Soccer and politics—and, for that matter, economics—have always gone together. But it is truly insane how interlinked they have become. Does the fact that Saudi Arabia was bidding for Mbappe—who plays for the Qatari-owned Paris Saint-Germain—signal a thawing of Saudi-Qatari relations? Does a bid for Manchester City’s Riyad Mahrez suggest that the relationship between the Kingdom and the UAE hasn’t frayed as much as it seems? What do we make of an outrageous $60 million price paid for Brazilian footballer Malcolm of Zenit St. Petersburg, which is owned by Gazprom? Should this be considered a form of aid to Russia? These are questions that now inevitably come with following soccer. 

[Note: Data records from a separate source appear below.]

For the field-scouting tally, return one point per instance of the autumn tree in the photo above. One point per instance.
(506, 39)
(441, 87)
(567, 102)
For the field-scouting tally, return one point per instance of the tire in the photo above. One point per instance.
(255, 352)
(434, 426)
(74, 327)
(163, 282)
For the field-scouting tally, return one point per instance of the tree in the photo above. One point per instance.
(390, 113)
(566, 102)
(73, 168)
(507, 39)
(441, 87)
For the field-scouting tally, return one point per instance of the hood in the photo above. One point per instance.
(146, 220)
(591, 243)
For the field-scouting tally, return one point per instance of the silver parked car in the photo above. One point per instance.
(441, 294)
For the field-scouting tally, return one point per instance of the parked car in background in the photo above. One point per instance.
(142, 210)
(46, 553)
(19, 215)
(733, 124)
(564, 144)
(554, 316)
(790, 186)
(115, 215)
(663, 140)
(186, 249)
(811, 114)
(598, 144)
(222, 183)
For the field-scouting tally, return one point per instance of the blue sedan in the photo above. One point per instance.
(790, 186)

But all of that is, blessedly, off the field. On the pitch, the sport continues to remind us of how magical it can be to watch the joyous chaos of soccer. Sure, the league title already feels sewn up at the start of the season—how could anyone not pick Manchester City to win? But there will be tumult galore: The Premier League is more top-heavy than ever. Its worst teams are quite bad (sorry to newly promoted Luton Town). But there’s still spicy competition and performances from the world’s best stars to enjoy. 

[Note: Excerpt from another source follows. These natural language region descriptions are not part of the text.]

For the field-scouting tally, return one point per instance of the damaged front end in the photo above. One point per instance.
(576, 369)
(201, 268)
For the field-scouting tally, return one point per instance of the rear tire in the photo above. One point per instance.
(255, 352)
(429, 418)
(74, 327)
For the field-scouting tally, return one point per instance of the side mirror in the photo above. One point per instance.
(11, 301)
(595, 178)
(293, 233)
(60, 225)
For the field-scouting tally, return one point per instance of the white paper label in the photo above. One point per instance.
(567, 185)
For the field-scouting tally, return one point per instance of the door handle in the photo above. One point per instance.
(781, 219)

Manchester City and Arsenal will, or at least should, be very good. But there are some big questions about the rest of the league. Liverpool remain very good on paper but have not fixed their biggest problem from last season (that problem being that they allow teams to take too many really good shots) and will most likely, thanks in part to Saudi Arabia, begin a season without a defensive midfielder, the sport’s most important position. Chelsea may have gotten better but are still addicted to pandemonium. Tottenham just lost their talisman but a new manager has boosted the hope of a return to the kind of form that took them to the 2019 Champions League Final. Upstarts Brighton and Newcastle are unproven, as are Aston Villa, but all three could parlay strong foundations and little luck with a rise up the pecking order. Manchester United are … well, still Manchester United. The only near certainties are that Manchester City will win the league and Luton will go down. (Sorry to keep picking on you, Luton. I love your tiny stadium and will try to catch a game the next time I go to the airport.) 

The big story of soccer remains the growing influence of money and the troubling rise of foreign states. Everywhere you can see the potential seeds of the Premier League’s undoing being planted. But there will be some regular days to savor, some of which will be crazy in the best possible way. At any rate, for now, I welcome the return of soccer—if only as a respite from all of the transfer rumors.